The purpose of this study is to improve the prediction and risk assessment of landslides that cause slope hazards. We propose a method for the automatic detection of landslide topography over a regional area by using a deep learning algorithm to learn and replicate expert topographic interpretation techniques. Landslide topography and geological conditions have a significant impact on landslide prediction. In Japan, hazard maps have been created in the past based on expert topographic interpretation [1]. Deciphering requires a high degree of expertise and a considerable amount of time. Since Japanese landslide topography hazard maps have not been updated with high-resolution topography data since the 2000s, there is a need to develop more efficient and precise prediction techniques.

In this study, a deep learning model was used to acquire the topographic information characterizing landslide topography. This process involves acquiring expert topographic interpretation skills through deep learning. Approximately 10,000 landslide-related images were used as training data. These images were selected based on features that experts could recognize as landslide topography. An area of 18,000 km² in southwestern Japan was analyzed for topographic information, with half of this area used for training data. Model performance was verified in an unused area of 100 km².

The results showed that the detection rate reached approximately 80%, confirming that the automatic detection of landslides is feasible to some extent. The analysis was completed in about one hour, whereas it would take an expert several weeks. After deep learning inference, it took several hours to create a regional susceptibility map via GIS.

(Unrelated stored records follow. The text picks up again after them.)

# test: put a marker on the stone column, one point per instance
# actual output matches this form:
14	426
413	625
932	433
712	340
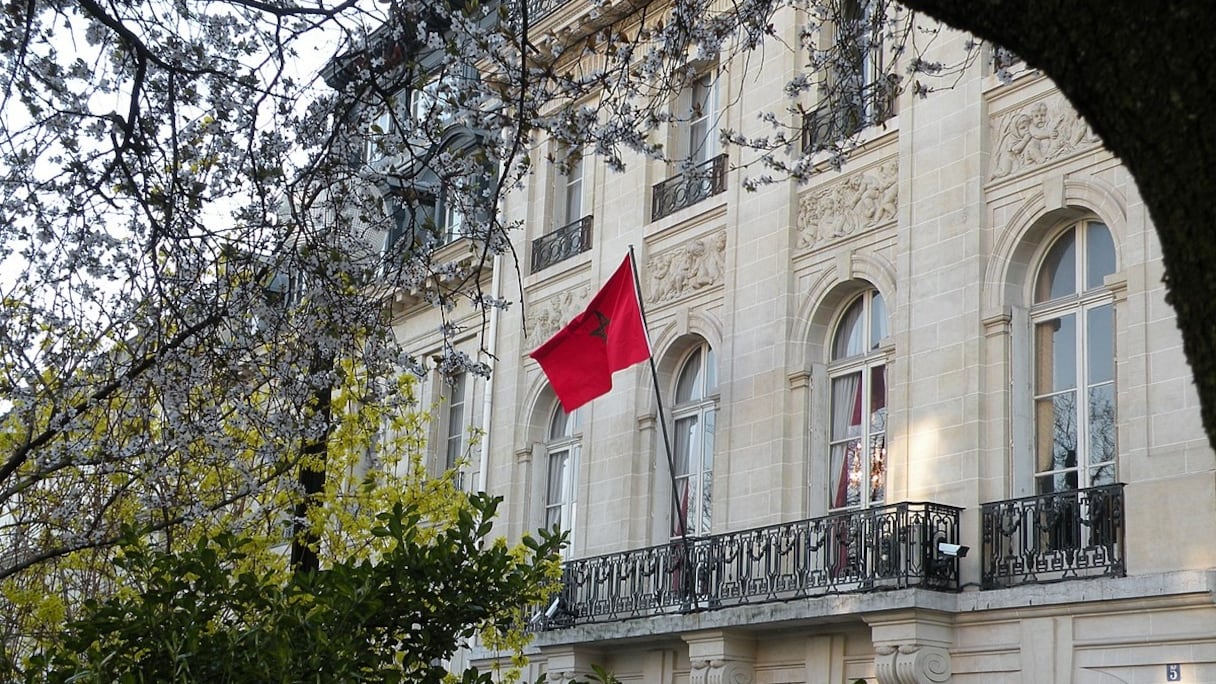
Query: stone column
567	663
720	657
912	646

The acquisition of topographic interpretation techniques through deep learning is feasible and can be a method to accelerate and objectify the assessment of the likelihood of landslide topography over large areas in the future. When combined with remote sensing technology, dynamic hazard assessment will be possible. This is expected to be a next-generation tool for landslide hazard assessment. However, there are some points to keep in mind when introducing this method. It is necessary to have experts prepare training data and check inference results, and it is important to maintain an accurate disaster inventory. Additionally, it is crucial to continue fact-checking the results of deep learning inference. By fulfilling these requirements, deep learning can be used as a reliable analysis method. As a result, disaster preparedness planning will become more efficient, and society’s resilience to disasters will be improved.

[1] National Research Institute for Earth Science and Disaster Resilience. 2008. landslide topography map series.